Le due opere di cui vi parlavo sopra offrono un messaggio forte e chiaro: la nostra epoca basata sui consumi rapidi di prodotti e arte ci nasconde una realtà che tenta di strozzare la creatività in ognuno di noi; l'invito è quello di pensare con la propria testa e osservare con spirito critico la situazione, senza farsi cogliere dal panico e da una depressione che potrebbe nascere in molte persone abituate a vivere una vita frenetica e compulsiva. Fermarsi e adoperare il tempo per riflettere, per accorgerci che teschi che si travestono da persone non sono presenti soltanto in "Essi vivono" e che i messaggi ridondanti di "1984" non esistono solo in un mondo distopico ed immaginario. Abbiamo la possibilità di disintossicarci dalle scorie che abbiamo digeriti nel nostro mondo perfetto, ripulirci e dedicarci a migliorare la concezione di arte che il nostro sistema ha per lungo tempo occultato; non solo valorizzando opere che meritano, ma anche valorizzando noi stessi se ci sentiamo in grado di comunicare qualcosa. Anche questa è una sfida epocale, uscire da questa situazione e ricominciare a ricostruire favorendo i talenti che la grande distribuzione ha spesso nascosto puntando all'omologazione.
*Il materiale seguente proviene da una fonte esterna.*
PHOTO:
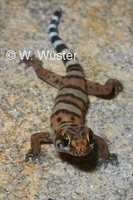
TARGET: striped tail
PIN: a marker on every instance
(68, 57)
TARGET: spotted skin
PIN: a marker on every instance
(69, 134)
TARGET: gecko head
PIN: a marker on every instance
(77, 140)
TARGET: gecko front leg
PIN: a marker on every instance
(46, 75)
(36, 140)
(103, 154)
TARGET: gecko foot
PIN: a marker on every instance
(35, 157)
(112, 160)
(117, 86)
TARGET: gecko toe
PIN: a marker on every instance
(35, 157)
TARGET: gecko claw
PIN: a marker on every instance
(35, 157)
(112, 160)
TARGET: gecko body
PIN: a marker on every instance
(69, 134)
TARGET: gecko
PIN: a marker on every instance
(69, 134)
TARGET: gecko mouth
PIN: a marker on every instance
(75, 152)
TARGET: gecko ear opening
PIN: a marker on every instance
(65, 140)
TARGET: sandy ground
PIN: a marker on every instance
(100, 32)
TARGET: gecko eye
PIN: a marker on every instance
(82, 132)
(65, 140)
(90, 137)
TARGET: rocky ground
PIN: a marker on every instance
(101, 33)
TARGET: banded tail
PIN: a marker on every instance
(68, 57)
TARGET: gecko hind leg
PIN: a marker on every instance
(46, 75)
(111, 86)
(36, 140)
Vorrei potervi dire frasi fatte come se ne sentono quotidianamente, rassicurarvi sul fatto che #andràtuttobene ma non me la sento, perché non sono un personaggio capace di trovare consenso banalizzando problematiche reali con slogan da quattro soldi; di certo vi è che questa è un'opportunità per permettere a noi abitanti di questo pazzo mondo di trovare un'altro senso e scopo nella vita. Comprendere ciò che davvero riteniamo importante e indispensabile ora che siamo tutti più soli capendo che la vita scivola via più in fretta di quanto non si immagini e procastinare impegni, celare emozioni, nascondere l'affetto potrebbe essere un domani il nostro epitaffio. Questo momento passerà ma ci dovremo trovare pronti ad affrontare il dopo, quindi il mio augurio è quello di cercare voi stessi e circondarvi di chi veramente vorreste abbracciare, e abbraccierete, dopo tutto questo. Sono MKDIESIS, un personaggio, probabilmente più vero di tanti altri individui: forse sono un sognatore, un misantropo, un miserabile, una mente banale che cerca ardentemente di far risaltare qualità in me assenti...forse sono tutto questo e anche di peggio. Ma di certo scrivo e parlo con franchezza e mi assumo tutto il peso della solitudine che il mantenere un comportamento onesto può comportare.
Per tutti quelli che lo vorranno basterà aprire il blog ed entrare nel mondo che God Save The Vintage cerca di riscoprire rincorrendo con noi quello che da semplice sogno potrebbe divenire realtà. Non fatevi influenzare, pensate con la vostra testa e siate creativi..molto spesso chi ci viene indicato come nemico è soltanto un mezzo utilizzato per occultare i veri nemici. Buon proseguimento di quarantena e - cito il cap. - che il Vintage sia con voi!